I didn’t know that most of the novel’s early, intrepid publishers were women. I didn’t know the anarchist and suffragist context that gave these women the daring they needed to publish Joyce. Above all, I didn’t appreciate the audacity involved in writing and publishing this most dangerous of books.

Mostly, though, Kevin Birmingham’s book reminds me what really matters, when it comes to writing and publishing. Not the flavour of the month. Not a telegenic look. Not marketing might and advertising dollars. Not a big publisher. What matters is quality. What matters is integrity. What matters is daring.

I didn’t appreciate the love involved in the writing of Ulysses, either. For Ulysses is for Nora Barnacle, the Galway girl who was Joyce’s lover and the mother of his children. The novel is a monument to their first evening together, in Dublin, on June 16, 1904, 111 years ago today. We call it Bloomsday.

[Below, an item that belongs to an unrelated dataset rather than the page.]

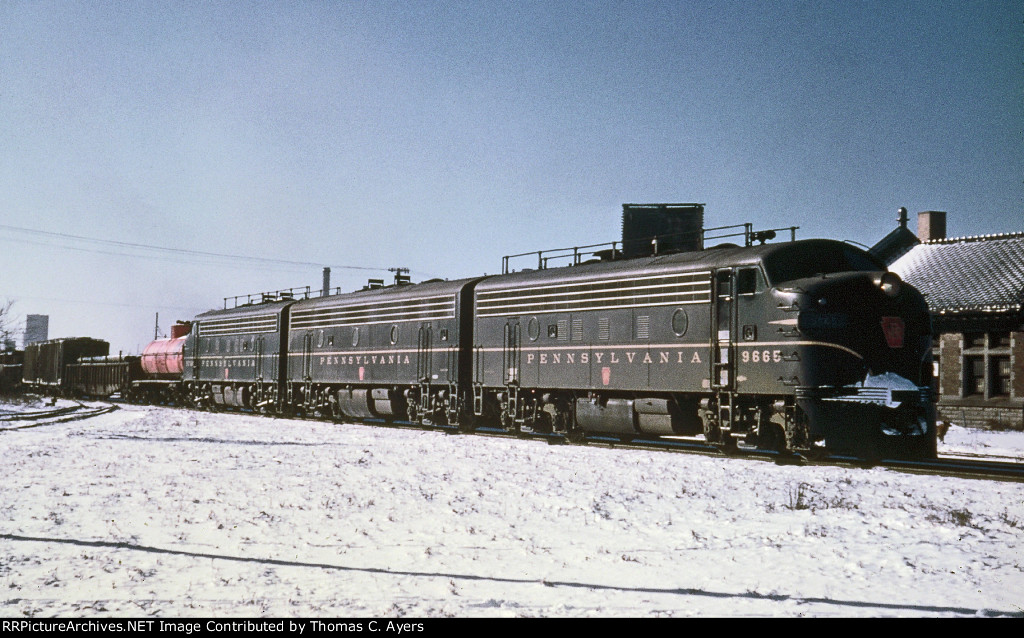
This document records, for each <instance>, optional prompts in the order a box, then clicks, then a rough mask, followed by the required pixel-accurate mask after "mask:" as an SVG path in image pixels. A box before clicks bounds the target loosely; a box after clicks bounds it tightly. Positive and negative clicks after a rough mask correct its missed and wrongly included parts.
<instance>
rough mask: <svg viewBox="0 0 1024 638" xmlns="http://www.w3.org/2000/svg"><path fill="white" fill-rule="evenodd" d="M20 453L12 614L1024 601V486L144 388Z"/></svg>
mask: <svg viewBox="0 0 1024 638" xmlns="http://www.w3.org/2000/svg"><path fill="white" fill-rule="evenodd" d="M43 408H44V407H43V406H41V405H37V406H29V407H12V406H0V411H2V410H5V409H7V410H27V409H28V410H42V409H43ZM18 424H24V423H18ZM6 425H14V423H7V424H6ZM950 450H959V451H964V452H985V453H994V454H1002V455H1008V456H1016V457H1018V458H1020V457H1022V456H1024V433H1016V432H1015V433H1006V432H1001V433H1000V432H979V431H974V430H965V429H962V428H956V427H953V428H952V429H951V430H950V432H949V433H948V434H947V436H946V439H945V442H944V443H942V444H940V451H943V452H945V451H950ZM0 455H2V463H3V466H4V468H5V470H6V471H5V479H4V480H3V483H2V485H0V588H2V590H3V593H2V594H0V600H2V603H0V615H2V616H3V618H11V616H22V615H37V616H52V615H61V616H90V618H93V616H97V615H122V616H123V615H129V616H143V615H153V616H163V618H167V616H364V618H366V616H425V618H433V616H709V615H711V616H798V615H808V616H972V615H1024V541H1022V539H1024V484H1020V483H999V482H989V481H980V480H962V479H953V478H936V477H927V476H915V475H907V474H900V473H896V472H893V471H888V470H884V469H869V470H854V469H842V468H824V467H793V466H775V465H772V464H768V463H763V462H755V461H743V460H737V459H723V458H711V457H697V456H688V455H681V454H668V453H659V452H647V451H629V450H608V449H603V448H596V446H578V445H548V444H545V443H544V442H540V441H527V440H513V439H507V438H500V437H488V436H459V435H447V434H443V433H440V432H428V431H418V430H413V429H401V428H383V427H367V426H356V425H332V424H327V423H317V422H307V421H291V420H278V419H266V418H257V417H251V416H244V415H223V414H209V413H197V412H185V411H179V410H168V409H155V408H154V409H151V408H136V407H127V408H123V409H122V410H119V411H116V412H114V413H111V414H106V415H102V416H98V417H94V418H92V419H88V420H83V421H73V422H66V423H56V424H51V425H41V426H39V427H33V428H27V429H7V430H3V431H0Z"/></svg>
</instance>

Ulysses was inspired in part by the erotic letters that Joyce wrote to Nora. As Birmingham writes, in some ways Nora “became a model for every reader Joyce ever wanted. He wanted people to read novels the way they would read erotic letters. He treated readers as if they were lovers.”

 

© 2015, Linda Leith

This text was presented at the closing event of the Bloomsday Festival at the Jewish Public Library in Montreal on June 16, 2015.